Thursday, August 4, 2011

Spanish-Language El Clasificado Balances Print Growth With Online Push

Aug 4, 2011 | By Karen E. Klein

Growing up in East Los Angeles, Martha de la Torre spoke South American-influenced Spanish, which often elicited playground taunts from her classmates, mostly Mexican- Americans. Midway through elementary school, she swore she’d never speak Spanish again, except to her Ecuadorean grandmother.

Today she runs El Clasificado, the largest free, weekly Spanish- language classified print publication in the U.S., reaching more than 1.5 million people. It’s the flagship title of the thriving 130-employee publishing company de la Torre and her husband, Joe Badame, started 23 years ago for Southern California’s Latino population.

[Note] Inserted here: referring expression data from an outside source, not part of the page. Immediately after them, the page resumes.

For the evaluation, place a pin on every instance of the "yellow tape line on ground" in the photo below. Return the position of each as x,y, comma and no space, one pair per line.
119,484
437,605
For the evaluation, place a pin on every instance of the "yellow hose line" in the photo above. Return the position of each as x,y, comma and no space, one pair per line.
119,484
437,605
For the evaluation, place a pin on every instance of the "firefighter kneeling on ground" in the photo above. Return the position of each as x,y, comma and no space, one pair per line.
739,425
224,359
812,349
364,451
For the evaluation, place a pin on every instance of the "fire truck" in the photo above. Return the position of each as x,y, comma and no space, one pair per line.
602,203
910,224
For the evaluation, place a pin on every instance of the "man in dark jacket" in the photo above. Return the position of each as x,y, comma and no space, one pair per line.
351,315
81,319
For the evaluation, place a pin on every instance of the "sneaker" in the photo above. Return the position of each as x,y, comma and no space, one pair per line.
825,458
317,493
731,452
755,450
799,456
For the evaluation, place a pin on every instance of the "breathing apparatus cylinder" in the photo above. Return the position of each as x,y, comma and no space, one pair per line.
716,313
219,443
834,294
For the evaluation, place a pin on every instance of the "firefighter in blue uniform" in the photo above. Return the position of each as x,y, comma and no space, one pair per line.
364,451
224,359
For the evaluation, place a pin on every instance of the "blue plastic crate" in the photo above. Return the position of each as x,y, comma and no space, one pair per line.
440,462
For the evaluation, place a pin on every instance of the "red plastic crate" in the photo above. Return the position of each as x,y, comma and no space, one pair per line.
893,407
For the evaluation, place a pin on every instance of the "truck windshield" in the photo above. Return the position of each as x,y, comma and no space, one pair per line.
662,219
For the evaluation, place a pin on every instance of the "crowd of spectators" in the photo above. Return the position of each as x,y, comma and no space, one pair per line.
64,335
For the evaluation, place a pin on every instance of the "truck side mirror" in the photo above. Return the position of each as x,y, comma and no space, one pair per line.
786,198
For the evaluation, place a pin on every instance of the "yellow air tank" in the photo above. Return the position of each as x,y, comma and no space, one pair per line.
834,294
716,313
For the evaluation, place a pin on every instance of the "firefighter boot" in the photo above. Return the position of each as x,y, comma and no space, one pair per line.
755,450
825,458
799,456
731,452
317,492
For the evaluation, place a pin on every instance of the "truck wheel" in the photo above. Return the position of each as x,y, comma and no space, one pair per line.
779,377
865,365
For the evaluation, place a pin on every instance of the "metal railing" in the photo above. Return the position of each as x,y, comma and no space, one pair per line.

In June, the couple rebranded, changing their company’s name from El Clasificado to EC Hispanic Media to reflect the growth of their five online editions as well as their geographic expansion into the agricultural heart of Central California. With 2010 revenue of $16.3 million, the business is on track to hit $19 million this year, de la Torre says.

“El Clasificado is a marvelous niche product,” says Peter M. Zollman, founding principal of marketing firm Advanced Interactive Group in Altamonte Springs, Fla., which publishes Classified Intelligence Report. “It takes a long time to win [the Hispanic market’s] trust and loyalty, but once you have it, you keep it.” While online sales for classifieds in the U.S. have more than doubled to about $6 billion since 2006, Zollman says, the overall industry has shrunk to about $15 billion, half its 2006 total, due to the economic downturn and the collapse in classified revenue at most daily newspapers.